Observações adicionais:

Se tomarmos \(B = \Sigma^{-\frac{1}{2}}\), então \(B\cdot B = \Sigma^{-1}\) e \(B \Sigma B^{T} = I\). Ademais, tomando \(\boldsymbol{a} = - \Sigma^{-\frac{1}{2}}\boldsymbol{\mu}\), temos que \[ \boldsymbol{Y} = \Sigma^{-\frac{1}{2}} \boldsymbol{X} - \Sigma^{-\frac{1}{2}}\boldsymbol{\mu} = \Sigma^{-\frac{1}{2}}(\boldsymbol{X} - \boldsymbol{\mu}) \sim N_d(0,I) \]

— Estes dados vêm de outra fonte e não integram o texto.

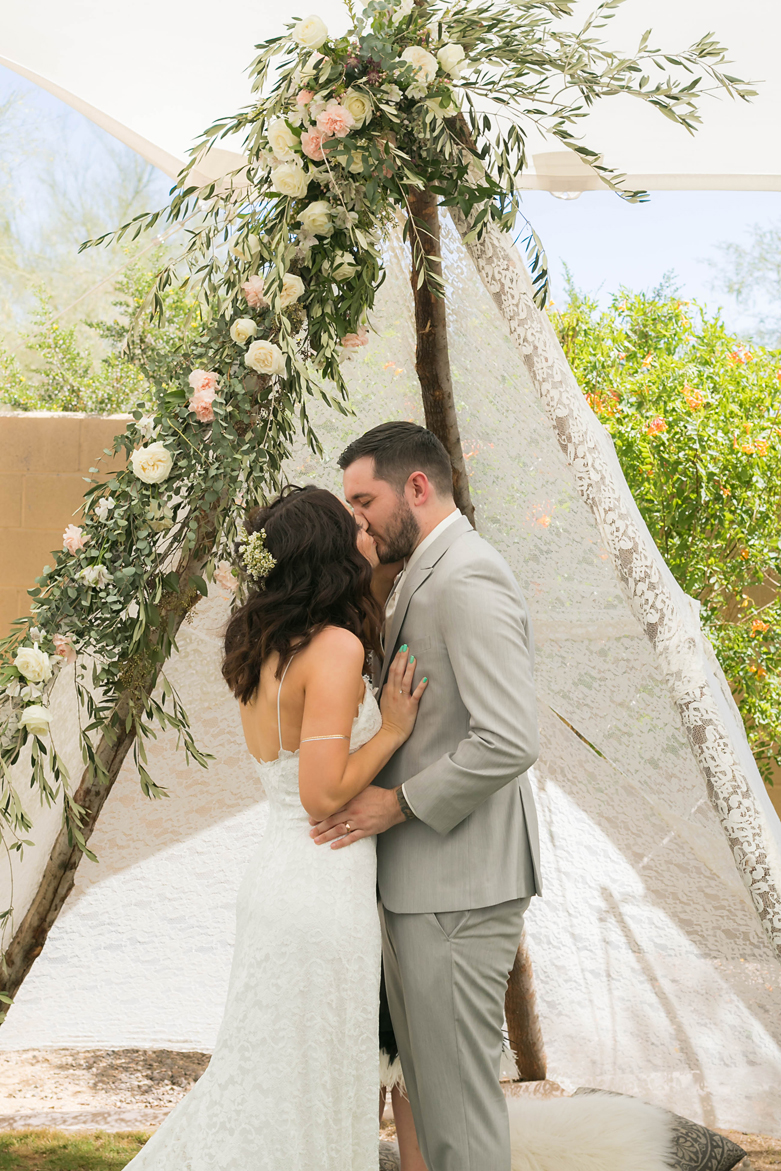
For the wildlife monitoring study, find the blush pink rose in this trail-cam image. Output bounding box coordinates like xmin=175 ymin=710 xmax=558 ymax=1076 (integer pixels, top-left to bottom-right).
xmin=187 ymin=370 xmax=217 ymax=398
xmin=52 ymin=635 xmax=76 ymax=663
xmin=342 ymin=329 xmax=369 ymax=350
xmin=301 ymin=126 xmax=330 ymax=163
xmin=62 ymin=525 xmax=89 ymax=553
xmin=317 ymin=97 xmax=355 ymax=138
xmin=187 ymin=389 xmax=214 ymax=423
xmin=241 ymin=276 xmax=268 ymax=309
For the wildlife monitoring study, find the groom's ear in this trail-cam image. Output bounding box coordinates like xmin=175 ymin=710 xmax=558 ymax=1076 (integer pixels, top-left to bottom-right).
xmin=404 ymin=472 xmax=436 ymax=508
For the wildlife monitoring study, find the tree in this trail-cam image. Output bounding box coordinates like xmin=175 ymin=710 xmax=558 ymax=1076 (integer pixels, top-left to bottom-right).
xmin=552 ymin=283 xmax=781 ymax=782
xmin=711 ymin=224 xmax=781 ymax=348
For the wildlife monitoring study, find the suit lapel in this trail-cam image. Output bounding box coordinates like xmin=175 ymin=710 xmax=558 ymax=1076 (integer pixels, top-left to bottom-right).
xmin=377 ymin=516 xmax=474 ymax=694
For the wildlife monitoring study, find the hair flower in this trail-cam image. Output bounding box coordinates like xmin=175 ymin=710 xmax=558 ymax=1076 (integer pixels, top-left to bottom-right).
xmin=239 ymin=528 xmax=276 ymax=588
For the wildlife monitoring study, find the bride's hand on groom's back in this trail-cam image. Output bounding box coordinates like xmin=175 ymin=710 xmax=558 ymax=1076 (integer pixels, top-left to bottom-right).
xmin=379 ymin=643 xmax=429 ymax=744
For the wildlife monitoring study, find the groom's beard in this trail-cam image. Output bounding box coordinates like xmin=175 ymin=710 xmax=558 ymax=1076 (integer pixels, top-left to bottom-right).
xmin=369 ymin=498 xmax=420 ymax=566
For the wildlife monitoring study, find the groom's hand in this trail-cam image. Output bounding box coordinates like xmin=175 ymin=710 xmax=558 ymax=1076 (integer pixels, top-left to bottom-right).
xmin=309 ymin=785 xmax=405 ymax=850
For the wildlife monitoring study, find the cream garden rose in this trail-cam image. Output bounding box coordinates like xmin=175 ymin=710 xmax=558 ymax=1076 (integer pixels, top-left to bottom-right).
xmin=244 ymin=338 xmax=285 ymax=375
xmin=130 ymin=440 xmax=173 ymax=484
xmin=272 ymin=163 xmax=309 ymax=199
xmin=293 ymin=16 xmax=328 ymax=49
xmin=231 ymin=317 xmax=258 ymax=345
xmin=14 ymin=646 xmax=52 ymax=683
xmin=437 ymin=42 xmax=466 ymax=77
xmin=299 ymin=199 xmax=334 ymax=235
xmin=19 ymin=704 xmax=52 ymax=735
xmin=402 ymin=44 xmax=437 ymax=85
xmin=331 ymin=252 xmax=358 ymax=281
xmin=342 ymin=89 xmax=372 ymax=129
xmin=266 ymin=118 xmax=295 ymax=160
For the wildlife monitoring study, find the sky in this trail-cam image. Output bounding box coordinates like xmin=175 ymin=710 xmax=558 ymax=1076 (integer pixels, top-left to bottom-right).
xmin=0 ymin=67 xmax=781 ymax=329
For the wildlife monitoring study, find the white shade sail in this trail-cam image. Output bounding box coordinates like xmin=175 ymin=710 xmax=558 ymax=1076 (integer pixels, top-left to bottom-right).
xmin=0 ymin=0 xmax=781 ymax=191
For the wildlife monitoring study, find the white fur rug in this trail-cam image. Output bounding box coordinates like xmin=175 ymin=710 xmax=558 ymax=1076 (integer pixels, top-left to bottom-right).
xmin=507 ymin=1094 xmax=672 ymax=1171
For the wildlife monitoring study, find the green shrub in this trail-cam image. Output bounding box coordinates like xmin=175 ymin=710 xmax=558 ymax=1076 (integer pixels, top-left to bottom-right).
xmin=0 ymin=267 xmax=195 ymax=415
xmin=552 ymin=278 xmax=781 ymax=782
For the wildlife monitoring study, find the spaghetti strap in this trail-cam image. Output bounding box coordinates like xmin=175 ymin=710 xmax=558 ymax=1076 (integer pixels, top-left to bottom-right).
xmin=276 ymin=651 xmax=295 ymax=752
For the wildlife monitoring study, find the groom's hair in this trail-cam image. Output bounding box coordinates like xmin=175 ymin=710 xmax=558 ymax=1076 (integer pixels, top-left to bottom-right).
xmin=338 ymin=423 xmax=453 ymax=497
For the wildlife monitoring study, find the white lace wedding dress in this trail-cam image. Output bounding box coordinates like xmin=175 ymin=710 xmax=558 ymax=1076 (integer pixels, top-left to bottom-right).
xmin=131 ymin=685 xmax=382 ymax=1171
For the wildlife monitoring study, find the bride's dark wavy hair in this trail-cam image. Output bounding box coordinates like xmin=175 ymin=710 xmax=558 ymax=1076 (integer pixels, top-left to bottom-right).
xmin=222 ymin=485 xmax=382 ymax=704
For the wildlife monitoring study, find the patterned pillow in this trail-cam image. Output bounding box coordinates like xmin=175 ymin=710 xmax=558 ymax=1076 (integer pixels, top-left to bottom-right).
xmin=379 ymin=1139 xmax=398 ymax=1171
xmin=575 ymin=1086 xmax=746 ymax=1171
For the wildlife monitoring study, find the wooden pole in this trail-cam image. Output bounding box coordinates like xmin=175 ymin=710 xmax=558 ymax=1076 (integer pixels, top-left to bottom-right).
xmin=407 ymin=189 xmax=474 ymax=525
xmin=0 ymin=512 xmax=224 ymax=1023
xmin=407 ymin=189 xmax=546 ymax=1082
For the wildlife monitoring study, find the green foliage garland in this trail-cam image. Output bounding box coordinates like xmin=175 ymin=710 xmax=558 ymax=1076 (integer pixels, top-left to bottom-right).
xmin=0 ymin=0 xmax=752 ymax=932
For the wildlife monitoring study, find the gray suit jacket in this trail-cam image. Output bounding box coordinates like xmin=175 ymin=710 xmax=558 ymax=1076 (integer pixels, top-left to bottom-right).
xmin=375 ymin=516 xmax=542 ymax=913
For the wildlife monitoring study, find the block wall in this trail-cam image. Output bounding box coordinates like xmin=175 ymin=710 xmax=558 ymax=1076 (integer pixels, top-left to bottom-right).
xmin=0 ymin=411 xmax=128 ymax=637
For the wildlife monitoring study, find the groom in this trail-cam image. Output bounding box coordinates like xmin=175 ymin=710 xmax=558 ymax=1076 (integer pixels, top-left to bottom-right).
xmin=313 ymin=423 xmax=541 ymax=1171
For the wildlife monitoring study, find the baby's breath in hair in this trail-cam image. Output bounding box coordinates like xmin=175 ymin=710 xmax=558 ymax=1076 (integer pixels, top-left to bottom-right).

Como \(\Sigma\) é uma matriz quadrada simétrica e positiva definida, todos seus autovalores são estritamente positivas. Logo, \[ \Sigma = \Gamma \Lambda \Gamma^T \] em que \(\Gamma\) é a matriz diagonal de autovetores de \(\Sigma\) e \(\Lambda\) é a matriz diagonal de autovalores de \(\Sigma\).

Pode-se mostrar que \(\Sigma^{-1} = \Gamma \Lambda^{-1}\Gamma^T\) e \(\Sigma^{-\frac{1}{2}} = \Gamma \Lambda^{-\frac{1}{2}}\Gamma^T\) em que \[ \Lambda^k = \begin{bmatrix} \lambda_1^k & 0 & \dots & 0 \\ 0 & \lambda_2^k & \dots & 0 \\ \vdots & \vdots & \ddots & \vdots \\ 0 & \dots & 0 & \lambda_d^k\\ \end{bmatrix} \]

Note ainda que \[ \lvert \Sigma \rvert = \lvert \Gamma \Lambda \Gamma^T \rvert = \lvert \Lambda \Gamma^T \Gamma \rvert \] como \(\Gamma^T \Gamma = I\), \[ \lvert \Sigma \rvert = \lvert \Lambda \rvert = \prod^d_{i=1} \lambda_i \]

Além disso, \[ \mathrm{tr}\{\Sigma\} = \mathrm{tr}\{\Gamma \Lambda \Gamma^T\} = \mathrm{tr}\{\Lambda\Gamma^T\Gamma\} = \mathrm{tr}\{\Lambda\} = \sum^d_{i=1} \lambda_i \]

Obs 7: Normais marginais

Se \(\boldsymbol{X} \sim N_d(\boldsymbol{\mu}, \Sigma)\), então \(X_i \sim N(\mu_i, \sigma_{ii}), i = 1,\dots d\)

Demonstração:

Tomando \(\boldsymbol{a} = 0\) e \(B_i = (0 \dots 1 \dots 0)\) (\(1\) na \(i\)-ésima posição), temos que \[ a + B_i \boldsymbol{X} = X_i \sim N_1(\mu_i, \sigma_{ii}) \] pelo resultado 6. Note que \[ B_i \Sigma B^T_i = \sigma_{ii}. \]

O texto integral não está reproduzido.